Review of artificial intelligence applications in sustainable chemical engineering
摘要
This study explores how artificial intelligence (AI) is being used to support more sustainable production systems in chemical engineering. It combines bibliometric analysis with machine learning techniques to examine how research in this area has developed and where it is heading. Bibliometric analysis is used to map the global research landscape of AI-related sustainability studies, revealing key research themes, collaboration networks, and leading countries and institutions. Visual analyses generated using VOSviewer demonstrate the prominent role of AI-based analytical methods in chemical engineering applications such as industrial process optimization, environmental monitoring, and resource-efficient production. Alongside this, the study presents a targeted review of 113 peer-reviewed publications from a chemical engineering perspective, focusing on major application areas including sustainable manufacturing, wastewater treatment and membrane technologies, renewable energy systems, energy storage optimization, and sustainable supply chain management.
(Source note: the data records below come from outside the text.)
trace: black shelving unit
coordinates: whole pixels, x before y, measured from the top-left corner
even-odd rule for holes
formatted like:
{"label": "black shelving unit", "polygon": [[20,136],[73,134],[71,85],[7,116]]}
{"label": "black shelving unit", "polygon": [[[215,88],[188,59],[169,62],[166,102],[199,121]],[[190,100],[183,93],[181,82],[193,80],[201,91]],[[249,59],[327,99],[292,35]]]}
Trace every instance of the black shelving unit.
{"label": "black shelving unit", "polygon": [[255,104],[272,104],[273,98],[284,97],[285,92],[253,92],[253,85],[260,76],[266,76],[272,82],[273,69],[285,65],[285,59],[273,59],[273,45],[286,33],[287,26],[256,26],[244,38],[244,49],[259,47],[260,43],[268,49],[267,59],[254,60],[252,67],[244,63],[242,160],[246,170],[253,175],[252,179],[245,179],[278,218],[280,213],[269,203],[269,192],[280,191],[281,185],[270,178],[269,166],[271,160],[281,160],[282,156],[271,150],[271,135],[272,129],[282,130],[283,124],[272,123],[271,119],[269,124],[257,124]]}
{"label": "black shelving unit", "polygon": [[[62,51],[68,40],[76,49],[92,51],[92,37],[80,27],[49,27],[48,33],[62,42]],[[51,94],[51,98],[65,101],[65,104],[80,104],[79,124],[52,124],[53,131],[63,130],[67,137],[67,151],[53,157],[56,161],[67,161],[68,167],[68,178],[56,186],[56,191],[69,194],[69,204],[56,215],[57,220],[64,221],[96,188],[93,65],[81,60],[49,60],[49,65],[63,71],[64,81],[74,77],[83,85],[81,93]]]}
Machine learning methods are also used to analyze changes over time and to provide an indication of future research directions. Overall, the findings show that AI is playing an increasingly important role in improving efficiency, flexibility, and sustainability across different stages of production. This work offers a structured overview of current developments and highlights opportunities for future research and practical implementation in sustainable chemical engineering systems.